Hujan meteor Leonid dinamai berdasarkan meteor yang aslinya muncul di konstelasi Leo. Penampakannya bisa dilihat di mana saja di seluruh dunia, selama kondisi cuaca gelap namun tidak mendung dan tidak terlalu banyak polusi udara.

Hujan meteor bisa dilihat cukup dengan mata telanjang dan tidak dianjurkan menggunakan teleskop.

“Bulan sabit akan datang sebelum tengah malam, menghadirkan langit yang lebih gelap dari biasanya dan mampu memperlihatkan keindahan hujan meteor. Pengamat bisa melihat fenomena ini dengan bantuan teleskop,” ujar pihak NASA.

Setiap tahunnya hujan meteor Leonid menyambangi bumi pada bulan November.

Dikatakan NASA, hujan meteor Leonid berlangsung setiap tahun ketika bumi berpapasan dengan sisa puing komet Temple-Tuttle, sebuah komet yang mengorbit matahari setiap 33 tahun sekali. Jarak komet ini setiap tahunnya semakin menjauh dari matahari dan semakin lama mengorbit.

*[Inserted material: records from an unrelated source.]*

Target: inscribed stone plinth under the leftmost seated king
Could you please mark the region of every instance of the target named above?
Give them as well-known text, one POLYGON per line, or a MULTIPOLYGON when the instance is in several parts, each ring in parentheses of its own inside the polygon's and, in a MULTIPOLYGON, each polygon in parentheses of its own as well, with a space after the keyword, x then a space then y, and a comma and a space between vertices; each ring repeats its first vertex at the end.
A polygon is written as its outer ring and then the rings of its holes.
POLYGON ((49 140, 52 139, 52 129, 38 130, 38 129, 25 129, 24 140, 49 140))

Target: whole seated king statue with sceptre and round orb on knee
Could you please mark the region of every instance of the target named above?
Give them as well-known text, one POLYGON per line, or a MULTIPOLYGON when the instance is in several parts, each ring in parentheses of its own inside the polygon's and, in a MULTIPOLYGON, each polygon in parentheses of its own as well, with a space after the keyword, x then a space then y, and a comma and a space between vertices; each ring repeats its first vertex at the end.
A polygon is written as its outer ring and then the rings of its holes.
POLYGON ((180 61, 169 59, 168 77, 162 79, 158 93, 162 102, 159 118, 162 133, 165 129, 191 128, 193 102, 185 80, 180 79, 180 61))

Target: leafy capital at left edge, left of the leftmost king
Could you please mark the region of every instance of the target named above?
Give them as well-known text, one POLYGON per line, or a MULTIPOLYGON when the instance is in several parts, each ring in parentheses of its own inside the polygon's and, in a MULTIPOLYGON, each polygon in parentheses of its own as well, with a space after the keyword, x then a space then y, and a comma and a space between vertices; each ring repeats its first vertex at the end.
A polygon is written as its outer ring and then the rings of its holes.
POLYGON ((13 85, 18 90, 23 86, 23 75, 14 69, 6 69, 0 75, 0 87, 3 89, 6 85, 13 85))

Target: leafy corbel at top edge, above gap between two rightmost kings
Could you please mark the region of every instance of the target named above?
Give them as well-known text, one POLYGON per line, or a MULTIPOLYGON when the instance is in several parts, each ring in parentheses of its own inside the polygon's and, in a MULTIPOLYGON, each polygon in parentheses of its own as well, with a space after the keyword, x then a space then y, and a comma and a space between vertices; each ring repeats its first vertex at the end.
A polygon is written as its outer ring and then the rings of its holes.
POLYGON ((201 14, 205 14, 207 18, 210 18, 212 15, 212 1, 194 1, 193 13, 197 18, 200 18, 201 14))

“Jaraknya yang semakin jauh membuat jumlah meteor yang jatuh semakin sedikit. Tahun ini kemungkinan hanya akan ada 10 sampai 20 puing meteor yang jatuh setiap jam-nya,” ujar pihak NASA.

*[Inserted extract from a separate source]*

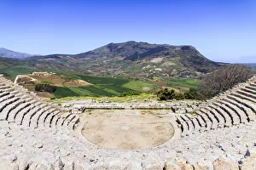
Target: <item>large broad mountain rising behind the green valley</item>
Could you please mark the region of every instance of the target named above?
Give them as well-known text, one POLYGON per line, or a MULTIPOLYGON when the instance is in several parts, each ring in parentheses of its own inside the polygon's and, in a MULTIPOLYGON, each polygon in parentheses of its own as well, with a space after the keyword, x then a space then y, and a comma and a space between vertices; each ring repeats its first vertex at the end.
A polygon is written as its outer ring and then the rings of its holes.
POLYGON ((166 77, 197 76, 217 69, 214 62, 189 45, 173 46, 148 42, 109 43, 81 54, 50 54, 26 60, 35 68, 65 68, 96 76, 166 77))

Leonid memang tidak terlalu fenomenal seperti Perseid, yang kerap datang tiap tahunnya dengan frekuensi 50 sampai 100 meteor per jam. Namun dipastikan fenomena Leonid lebih indah dan berkualitas dibanding Perseid.

Menurut NASA, meteor Leonid bergerak cepat sehingga tampilannya lebih cerah dan berwarna. Leonid kerap disebut sebagai bola api.

Hujan meteor tercipta dari puing-puing (debris) dari sebuah komet bernama Swift-Tuttle, yang mengorbit Matahari sekali setiap tiga abad.

Tapi jangan khawatir, meteor panas ini akan terbakar habis di atmosfer sebelum mencium permukaan Bumi.